Jongdae desviou o olhar para si, mas logo estava abaixando-os.  Todas as vezes que olhava para Junmyeon perdia a coragem, as palavras fugiam da sua mente e só conseguia sentir vontade de se encolher e chorar sua vergonha ao mesmo tempo que em sua mente passavam as lembranças dos momentos que tinham passado juntos, a forma como foram quase amigos e também, olhar para Junmyeon fazia-o lembrar-se de Kim Ryeowook, da forma como o ômega fora tão bom para si, sempre tratando-o como se fosse um dos seus filhotes, havia até mesmo costurado suas roupas e cozinhado para si tarde da noite.

 Tinha machucado tantas pessoas, percebeu.

— Também não é um Kim. — o ômega falou, respondendo o irmão.

— O que? — Junmyeon fitou o irmão, os olhos cheios de uma confusão terrível que até mesmo Minseok sentiu-se vacilar em sua pose séria.

— Jongdae não é um Kim. — o ômega disse de uma forma suave que até mesmo o alfa algemado se surpreendeu. — Ele adotou o nome Kim na adolescência por influência da família, mas até isso acontecer não passava de um órfão que atendia pelo nome Chen.

O ômega desviou os olhos para o alfa algemado, que levantou o rosto apenas para fitar o alfa sentado à mesa. Havia choque em sua face, uma decepção tão severa que o ex-Kim engoliu em seco, não havia pedido de desculpas que pudesse reparar aquilo, percebeu.

— O que...  o que estava fazendo em minha Alcateia? Por que veio pra Coréia? — Junmyeon dirigiu-se a si e Jongdae engoliu em seco, não esperava aquela pergunta tão cedo, mas Junmyeon parecia disposto a confirmar alguma suspeita.
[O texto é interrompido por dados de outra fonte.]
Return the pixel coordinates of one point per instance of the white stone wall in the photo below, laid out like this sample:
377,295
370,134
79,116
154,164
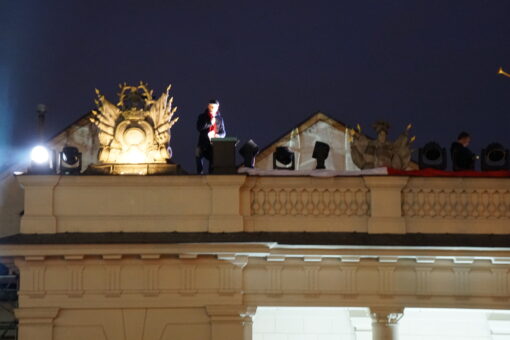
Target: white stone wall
298,323
302,323
302,144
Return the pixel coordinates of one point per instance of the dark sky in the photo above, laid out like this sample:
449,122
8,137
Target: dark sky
270,63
— Eu queria o cargo de líder. — falou de uma vez, não havia mais o que esconder, afinal. — Eu precisava me tornar líder dos Kim’s, então, me aproximei de você. — ele olhou diretamente para Minseok e o ômega sustentou seu olhar. — Achei que se casássemos, se te marcasse... você era o caminho mais rápido até a liderança. — Junmyeon juntou as sobrancelhas em irritação, pois até aquele momento não sabia do envolvimento de Minseok com Jongdae. — E quando não deu certo, eu me aproximei de você. — fitou o alfa. — Como seu amigo e chefe da segurança, eu tinha livre acesso a Sede e podia arranjar um jeito de...

— Me matar. — Junmyeon completou fitando-o, a decepção estava mais evidente nos seus olhos, tão mais profunda do que a raiva que havia nos olhos do seu irmão ômega. — Você armou o duelo com aquela garota. — o alfa adivinhou e Jongdae assentiu.

— Precisava estudar sua forma de luta para poder ganhar quando fosse minha vez de desafiá-lo. — confessou.

— Mas não desafiou, — o Kim ergueu-se da cadeira, atrás da mesa, as mãos espalmadas na superfície de madeira, ameaçador. — preferiu sequestrar meu irmão.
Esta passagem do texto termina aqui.